While watching “Power Rangers,” all I wanted was Krispy Kreme. Mmmmm…. Krispy Kreme….
In Angel Grove, a Breakfast Club ensemble of high school students befriend each other and find strange coins. The students are former football star Jason (Dacre Montgomery), ostracized mean girl Kimberly (Naomi Scott), the autistic Billy (RJ Cyler), new girl Trini (Becky G), and loner Zack (Ludi Lin).
The coins empower these kids and lead them to an ancient being named Zordon (Bryan Cranston), who trains them to be the next Power Rangers, protectors of the galaxy. Meanwhile, alien invader Rita Repulsa (Elizabeth Banks) searches for the Zeo Crystal in her plot for world domination.

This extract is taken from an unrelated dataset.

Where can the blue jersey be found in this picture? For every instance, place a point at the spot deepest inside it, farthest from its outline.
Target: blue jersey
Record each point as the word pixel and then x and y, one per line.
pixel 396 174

“Power Rangers” isn’t an original film since it borrows heavily from “Man of Steel” and “Chronicle.” While those films were overly destructive, brooding, and cynical, “Power Rangers” depicts the optimistic side of one discovering powers. Sure, there’s some cheese, but that’s part of the fun.
“The Mighty Morphin Power Rangers” was always a cheesy show with mindless action, but it had heart and great messages about diversity and friendship. “Power Rangers” maintains these messages, even when it occasionally treads on the dark side.

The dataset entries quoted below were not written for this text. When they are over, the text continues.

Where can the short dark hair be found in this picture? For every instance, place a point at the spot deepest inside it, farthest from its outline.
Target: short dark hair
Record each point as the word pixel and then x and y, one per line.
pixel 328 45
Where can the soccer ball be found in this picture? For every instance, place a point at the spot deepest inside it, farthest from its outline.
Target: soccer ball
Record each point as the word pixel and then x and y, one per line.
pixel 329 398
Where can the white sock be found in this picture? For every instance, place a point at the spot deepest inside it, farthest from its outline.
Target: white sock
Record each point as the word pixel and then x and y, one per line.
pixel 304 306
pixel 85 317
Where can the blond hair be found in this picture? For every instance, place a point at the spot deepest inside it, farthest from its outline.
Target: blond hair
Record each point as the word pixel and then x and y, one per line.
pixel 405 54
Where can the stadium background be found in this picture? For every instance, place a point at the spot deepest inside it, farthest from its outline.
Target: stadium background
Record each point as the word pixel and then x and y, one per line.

The original series depicted the characters as these perfect, popular kids, but in “Power Rangers,” they’re far from that. Jason is an outcast for letting down Angel Grove’s football team, Kimberly is guilt-ridden over a prank, Zack ditches school to take care of his mom, Billy’s often bullied for his disability, and Trini is afraid of coming out to her parents.
Any writer could have written these sensitive arcs in a juvenile fashion, but writer John Gatins (“Kong: Skull Island”) handles them maturely and realistically. All the rangers feel like kids and not caricatures. The cast does well with their roles, especially RJ Cyler as Billy (I related to him the most).

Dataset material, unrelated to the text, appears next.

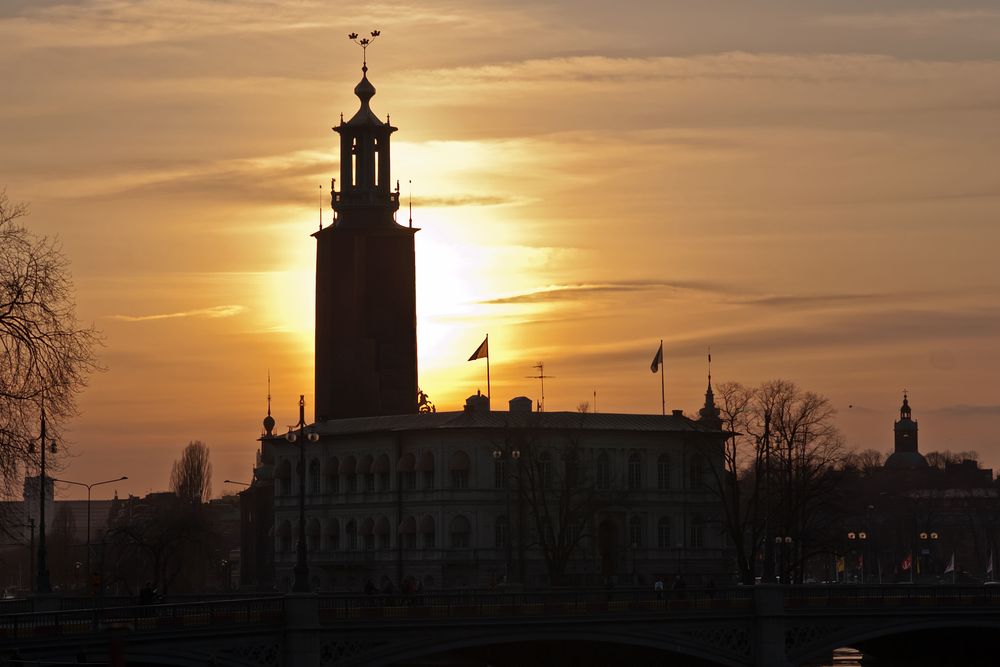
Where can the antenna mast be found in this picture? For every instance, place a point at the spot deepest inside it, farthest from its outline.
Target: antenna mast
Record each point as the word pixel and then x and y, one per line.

Elizabeth Banks steals the show as Rita Rapulsa and is clearly having a blast on camera. Whether she steals gold, brag about her plan, or eats a Krispy Kreme doughnut, she rocks.
Speaking of Krispy Kreme, “Power Rangers” over kills Krispy Kreme product placement, but it weirdly suits the plot and tone of the movie. It’s more charming than annoying. I would say the only let down of “Power Rangers” was the action was lackluster (lots of slow-mo, fast-mo fight scenes). But good news is there’s an upcoming sequel, which means room for improvement.